THE FEVERFEW.
During my youth I suffered from a naturally delicate constitution. I was pale, feeble and sickly, but from no decided disease. A dreamy, quiet cast of temperament caused me to shrink from the rough sports of my brothers; the contact of strangers was equally disagreeable, and I seldom strayed from home. Indeed, I lived almost entirely within myself, although by no means devoid of natural affection; on the contrary, my emotions were strong, and my sympathy easily aroused.
How it happened that I acquired a love of learning I do not know, all the outward circumstances by which I was surrounded tending to foster any thing rather than intellectual habits, for our family, although each member possessed a common education, were strictly practical; but this difference in my disposition cut me off from their pursuits, and I found my chief enjoyment in the volumes of a library to which I obtained access.

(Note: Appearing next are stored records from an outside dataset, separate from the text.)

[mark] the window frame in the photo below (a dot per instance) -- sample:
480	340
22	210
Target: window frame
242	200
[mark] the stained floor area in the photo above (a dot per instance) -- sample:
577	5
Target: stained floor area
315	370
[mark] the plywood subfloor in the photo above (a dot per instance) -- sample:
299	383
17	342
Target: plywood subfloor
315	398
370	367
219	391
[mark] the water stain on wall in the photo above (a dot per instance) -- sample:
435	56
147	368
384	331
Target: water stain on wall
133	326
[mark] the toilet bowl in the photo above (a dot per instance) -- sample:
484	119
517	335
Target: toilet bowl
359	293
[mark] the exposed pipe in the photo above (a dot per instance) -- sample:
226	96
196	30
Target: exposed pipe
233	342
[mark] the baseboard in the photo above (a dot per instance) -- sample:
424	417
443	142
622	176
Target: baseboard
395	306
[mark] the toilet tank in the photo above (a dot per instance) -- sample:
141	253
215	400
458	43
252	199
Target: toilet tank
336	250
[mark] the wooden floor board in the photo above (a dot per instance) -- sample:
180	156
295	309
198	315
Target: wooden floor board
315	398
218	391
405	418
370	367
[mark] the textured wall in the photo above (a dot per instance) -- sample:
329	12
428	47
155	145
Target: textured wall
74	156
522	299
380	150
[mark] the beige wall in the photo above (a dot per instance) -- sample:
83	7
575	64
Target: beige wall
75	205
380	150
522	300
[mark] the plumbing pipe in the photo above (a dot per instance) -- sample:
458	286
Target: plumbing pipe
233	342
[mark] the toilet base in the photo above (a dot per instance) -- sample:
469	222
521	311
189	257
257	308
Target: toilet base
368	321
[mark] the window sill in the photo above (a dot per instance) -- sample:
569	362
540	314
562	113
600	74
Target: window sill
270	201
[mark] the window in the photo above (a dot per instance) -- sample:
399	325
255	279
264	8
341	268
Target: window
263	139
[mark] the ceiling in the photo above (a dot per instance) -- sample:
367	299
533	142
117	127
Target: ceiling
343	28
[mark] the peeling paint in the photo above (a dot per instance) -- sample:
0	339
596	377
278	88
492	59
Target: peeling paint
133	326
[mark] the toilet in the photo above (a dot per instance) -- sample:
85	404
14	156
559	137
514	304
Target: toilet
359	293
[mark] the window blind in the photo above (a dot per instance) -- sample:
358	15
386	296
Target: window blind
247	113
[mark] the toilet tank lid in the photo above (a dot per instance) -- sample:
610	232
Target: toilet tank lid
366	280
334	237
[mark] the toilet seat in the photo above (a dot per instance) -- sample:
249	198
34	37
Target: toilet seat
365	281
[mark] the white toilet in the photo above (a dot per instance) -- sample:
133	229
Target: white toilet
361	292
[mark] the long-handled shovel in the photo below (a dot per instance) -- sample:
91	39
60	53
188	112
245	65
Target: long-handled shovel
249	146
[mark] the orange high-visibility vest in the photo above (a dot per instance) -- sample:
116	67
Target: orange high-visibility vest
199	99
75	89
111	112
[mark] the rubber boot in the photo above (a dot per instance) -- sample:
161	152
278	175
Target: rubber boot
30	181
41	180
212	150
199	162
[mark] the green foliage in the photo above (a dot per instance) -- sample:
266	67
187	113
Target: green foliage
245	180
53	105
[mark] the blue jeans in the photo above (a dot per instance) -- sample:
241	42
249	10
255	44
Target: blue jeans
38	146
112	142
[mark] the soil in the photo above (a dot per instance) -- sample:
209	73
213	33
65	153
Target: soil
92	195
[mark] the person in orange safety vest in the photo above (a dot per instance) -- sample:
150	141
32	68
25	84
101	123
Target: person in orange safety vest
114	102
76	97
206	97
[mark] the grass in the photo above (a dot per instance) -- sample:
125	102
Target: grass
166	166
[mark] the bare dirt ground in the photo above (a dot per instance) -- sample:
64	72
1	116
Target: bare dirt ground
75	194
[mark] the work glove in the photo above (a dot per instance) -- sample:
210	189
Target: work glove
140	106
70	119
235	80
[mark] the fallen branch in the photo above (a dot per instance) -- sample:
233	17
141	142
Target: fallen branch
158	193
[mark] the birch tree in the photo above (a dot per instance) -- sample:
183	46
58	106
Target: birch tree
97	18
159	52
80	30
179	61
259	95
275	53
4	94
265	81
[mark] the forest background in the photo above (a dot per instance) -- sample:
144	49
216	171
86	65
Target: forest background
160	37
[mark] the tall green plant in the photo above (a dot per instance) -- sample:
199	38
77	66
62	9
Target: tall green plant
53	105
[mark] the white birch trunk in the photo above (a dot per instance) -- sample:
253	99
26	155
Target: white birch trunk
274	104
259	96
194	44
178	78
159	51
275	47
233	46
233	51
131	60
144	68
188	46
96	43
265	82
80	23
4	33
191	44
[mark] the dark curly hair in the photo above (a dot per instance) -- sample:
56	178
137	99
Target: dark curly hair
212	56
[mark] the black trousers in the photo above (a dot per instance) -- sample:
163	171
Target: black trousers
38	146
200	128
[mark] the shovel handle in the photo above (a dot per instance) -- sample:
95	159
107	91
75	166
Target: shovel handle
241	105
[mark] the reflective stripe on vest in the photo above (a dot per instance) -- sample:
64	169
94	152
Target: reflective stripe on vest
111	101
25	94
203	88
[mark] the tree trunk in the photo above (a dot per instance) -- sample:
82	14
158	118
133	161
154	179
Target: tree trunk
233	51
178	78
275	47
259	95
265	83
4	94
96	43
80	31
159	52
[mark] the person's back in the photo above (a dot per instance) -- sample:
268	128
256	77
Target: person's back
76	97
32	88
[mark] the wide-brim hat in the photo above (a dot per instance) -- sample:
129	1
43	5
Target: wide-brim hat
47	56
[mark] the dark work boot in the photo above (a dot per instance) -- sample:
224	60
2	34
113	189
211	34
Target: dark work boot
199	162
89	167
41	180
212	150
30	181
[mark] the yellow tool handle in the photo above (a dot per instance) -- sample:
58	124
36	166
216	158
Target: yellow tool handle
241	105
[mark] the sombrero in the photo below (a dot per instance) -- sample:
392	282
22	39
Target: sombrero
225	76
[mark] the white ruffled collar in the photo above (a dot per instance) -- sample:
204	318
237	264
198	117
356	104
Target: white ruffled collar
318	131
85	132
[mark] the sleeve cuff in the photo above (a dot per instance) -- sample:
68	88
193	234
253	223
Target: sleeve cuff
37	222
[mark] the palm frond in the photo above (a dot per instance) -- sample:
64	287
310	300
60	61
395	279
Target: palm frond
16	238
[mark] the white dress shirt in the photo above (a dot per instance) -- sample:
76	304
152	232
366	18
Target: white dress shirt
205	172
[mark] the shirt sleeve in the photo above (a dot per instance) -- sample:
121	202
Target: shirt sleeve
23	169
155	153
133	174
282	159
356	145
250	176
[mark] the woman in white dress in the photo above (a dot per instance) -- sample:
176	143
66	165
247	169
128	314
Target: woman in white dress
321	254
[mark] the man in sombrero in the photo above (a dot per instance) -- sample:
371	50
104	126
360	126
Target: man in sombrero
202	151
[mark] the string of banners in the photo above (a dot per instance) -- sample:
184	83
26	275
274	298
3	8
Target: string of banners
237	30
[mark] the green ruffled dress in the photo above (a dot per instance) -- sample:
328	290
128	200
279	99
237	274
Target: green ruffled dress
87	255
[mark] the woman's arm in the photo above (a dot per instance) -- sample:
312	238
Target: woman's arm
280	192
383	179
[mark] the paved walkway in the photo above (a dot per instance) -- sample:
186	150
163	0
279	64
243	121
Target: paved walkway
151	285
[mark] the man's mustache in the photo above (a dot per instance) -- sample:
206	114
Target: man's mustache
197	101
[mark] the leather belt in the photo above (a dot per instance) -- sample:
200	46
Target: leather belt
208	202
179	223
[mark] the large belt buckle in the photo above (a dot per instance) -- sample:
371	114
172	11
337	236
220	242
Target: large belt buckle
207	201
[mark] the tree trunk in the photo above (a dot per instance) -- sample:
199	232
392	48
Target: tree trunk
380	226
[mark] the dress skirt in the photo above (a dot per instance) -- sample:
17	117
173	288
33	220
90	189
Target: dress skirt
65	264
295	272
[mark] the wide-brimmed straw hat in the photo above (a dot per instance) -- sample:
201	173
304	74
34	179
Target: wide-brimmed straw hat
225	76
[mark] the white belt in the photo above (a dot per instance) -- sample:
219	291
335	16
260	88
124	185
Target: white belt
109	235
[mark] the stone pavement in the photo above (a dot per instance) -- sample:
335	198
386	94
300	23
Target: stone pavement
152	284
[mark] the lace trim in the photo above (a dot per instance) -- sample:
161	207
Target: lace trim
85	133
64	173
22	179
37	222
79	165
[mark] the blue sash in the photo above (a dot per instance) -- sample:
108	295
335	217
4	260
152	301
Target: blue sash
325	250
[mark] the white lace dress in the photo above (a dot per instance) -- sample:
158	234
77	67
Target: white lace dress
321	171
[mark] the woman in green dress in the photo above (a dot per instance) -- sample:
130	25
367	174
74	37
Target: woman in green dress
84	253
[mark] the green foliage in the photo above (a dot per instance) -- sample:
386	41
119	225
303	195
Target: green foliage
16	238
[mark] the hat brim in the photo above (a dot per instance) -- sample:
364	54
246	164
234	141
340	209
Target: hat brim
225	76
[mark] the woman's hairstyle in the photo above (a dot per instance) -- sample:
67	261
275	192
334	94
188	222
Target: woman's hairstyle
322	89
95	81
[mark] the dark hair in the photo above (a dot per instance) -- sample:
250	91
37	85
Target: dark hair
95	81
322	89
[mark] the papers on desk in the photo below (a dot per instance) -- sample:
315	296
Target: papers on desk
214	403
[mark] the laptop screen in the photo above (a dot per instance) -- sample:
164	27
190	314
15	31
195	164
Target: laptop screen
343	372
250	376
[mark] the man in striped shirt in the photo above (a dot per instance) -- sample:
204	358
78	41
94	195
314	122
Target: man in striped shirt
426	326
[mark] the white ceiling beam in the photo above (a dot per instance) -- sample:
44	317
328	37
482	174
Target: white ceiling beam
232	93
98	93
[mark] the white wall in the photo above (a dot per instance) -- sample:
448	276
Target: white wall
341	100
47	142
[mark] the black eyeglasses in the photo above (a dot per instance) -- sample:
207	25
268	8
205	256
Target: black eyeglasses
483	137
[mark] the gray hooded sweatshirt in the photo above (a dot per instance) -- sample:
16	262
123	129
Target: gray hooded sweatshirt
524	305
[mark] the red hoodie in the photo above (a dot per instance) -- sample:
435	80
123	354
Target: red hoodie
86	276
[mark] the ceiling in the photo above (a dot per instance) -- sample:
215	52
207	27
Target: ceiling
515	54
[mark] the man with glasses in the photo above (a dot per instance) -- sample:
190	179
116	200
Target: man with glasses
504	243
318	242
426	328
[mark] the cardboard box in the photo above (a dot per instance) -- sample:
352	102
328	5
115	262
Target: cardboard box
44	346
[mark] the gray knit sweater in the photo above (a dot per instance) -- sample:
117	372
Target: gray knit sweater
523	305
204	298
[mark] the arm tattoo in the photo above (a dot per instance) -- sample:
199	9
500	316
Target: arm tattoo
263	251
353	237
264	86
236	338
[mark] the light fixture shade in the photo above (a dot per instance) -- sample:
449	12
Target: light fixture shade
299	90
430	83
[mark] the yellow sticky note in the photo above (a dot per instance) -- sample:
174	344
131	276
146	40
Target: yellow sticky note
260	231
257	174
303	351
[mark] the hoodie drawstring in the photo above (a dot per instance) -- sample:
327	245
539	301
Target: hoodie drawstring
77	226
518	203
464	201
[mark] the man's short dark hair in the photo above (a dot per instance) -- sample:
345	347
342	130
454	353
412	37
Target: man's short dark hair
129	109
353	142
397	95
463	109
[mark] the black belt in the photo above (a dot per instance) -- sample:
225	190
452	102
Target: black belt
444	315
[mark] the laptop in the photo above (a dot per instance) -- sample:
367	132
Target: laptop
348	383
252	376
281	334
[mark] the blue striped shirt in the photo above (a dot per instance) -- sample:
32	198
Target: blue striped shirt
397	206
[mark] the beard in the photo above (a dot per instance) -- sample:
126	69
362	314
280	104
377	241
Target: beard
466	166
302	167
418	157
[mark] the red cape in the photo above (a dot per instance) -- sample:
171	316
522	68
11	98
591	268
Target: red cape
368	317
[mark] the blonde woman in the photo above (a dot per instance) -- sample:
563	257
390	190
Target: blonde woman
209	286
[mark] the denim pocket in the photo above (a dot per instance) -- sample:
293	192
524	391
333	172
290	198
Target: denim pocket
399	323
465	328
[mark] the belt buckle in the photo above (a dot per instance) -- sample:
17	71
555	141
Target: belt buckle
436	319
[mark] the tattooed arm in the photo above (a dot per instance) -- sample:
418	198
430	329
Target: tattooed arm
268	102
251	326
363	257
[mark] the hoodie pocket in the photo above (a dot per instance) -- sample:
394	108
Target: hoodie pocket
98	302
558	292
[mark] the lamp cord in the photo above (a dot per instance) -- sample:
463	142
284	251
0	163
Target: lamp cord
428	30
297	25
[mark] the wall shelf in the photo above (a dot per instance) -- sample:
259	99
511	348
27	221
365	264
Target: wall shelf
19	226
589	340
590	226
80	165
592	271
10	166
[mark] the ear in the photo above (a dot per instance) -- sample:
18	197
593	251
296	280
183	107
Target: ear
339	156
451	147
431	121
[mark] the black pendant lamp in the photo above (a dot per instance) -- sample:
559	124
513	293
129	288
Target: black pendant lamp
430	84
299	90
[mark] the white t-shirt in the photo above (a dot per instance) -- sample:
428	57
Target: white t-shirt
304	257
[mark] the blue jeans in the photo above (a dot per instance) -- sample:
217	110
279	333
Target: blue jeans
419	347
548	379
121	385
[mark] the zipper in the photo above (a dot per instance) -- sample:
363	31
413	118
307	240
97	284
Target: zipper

Perhaps it was the sedentary life I led, the close confinement, and lack of exercise, that brought on a violent attack of sickness when I was in my nineteenth year, so that I lay for several weeks completely prostrated. During two or three days my life hung as in a balance, which a breath might have turned and launched me beyond the confines of time. However, the disease succumbed to the persevering attention of experienced nurses. I arose from my weary bed and found my physical health slowly improving, but from that period I was subject at irregular intervals to what the physician pronounced temporary delirium, which I knew he used as a milder term for insanity.
But it was not insanity. I never lost control of my mind, but I lost control of my body. It obeyed a will that was not my own. A mighty antagonistic power seemed to creep over my brain, which impelled my movements and held my struggling soul in subjection. I presented the singular phenomenon of one person governed by two separate and distinct wills, for my mind was not disordered, but only mastered by superior strength. In this strange condition I would see familiar objects magnified, exaggerated, and contorted, in an atmosphere varying with all colors, at the same time being perfectly conscious of their real appearance. I would hear sounds sweet and musical grow into wails of heart-rending despair. I could recognize my friends when they were present, but was forced to regard them with the cold eye of a stranger. I would commit acts that no human agency could have compelled me to do when my faculties were untrammelled. I never submitted without a struggle, and always felt conscious that, if I could but once resist this seemingly invincible power, if I could but once disregard its promptings, I should be free.
The attacks were never of long duration. They always left me utterly exhausted, and it would sometimes require a week to recruit my expended strength. I could afterward recall every incident with the most distinct minuteness, for they were branded in characters of fire on my memory. Vainly I asserted again and again that it was not delirium, that I was forced into subjection to some mysterious power I could not withstand; my statements made no impression upon the physician, who evidently considered mine but a common case of one suffering from attacks of temporary insanity, and, when I persisted in my statement, he forbade any further reference to the subject.
However, I could not prevent my mind from continually dwelling upon it in secret. What was this so foreign, so antagonistic to myself that mastered my will, that controlled my actions, that made me literally another being? Why did I not shake off this evil influence and be free? I felt perfectly conscious of possessing the power, but was not able to arouse it from a latent condition.
As I have said before, I was naturally of a studious disposition, and I now turned my attention to metaphysics. I read works, ancient and modern, on its different branches; I studied medical treatises on insanity, and, the more I learned, the more thoroughly convinced I became that I was not suffering from mental aberration. Constant brooding over my disease greatly wore upon my physical strength; traveling was recommended, in hopes that change of climate and scene might benefit my health. My old aversion to strangers clung to me, and, although possessed by a restlessness to which I was wholly unaccustomed, I persistently refused to leave home; no arguments could gain my consent, so that my friends were forced to give up the project in despair.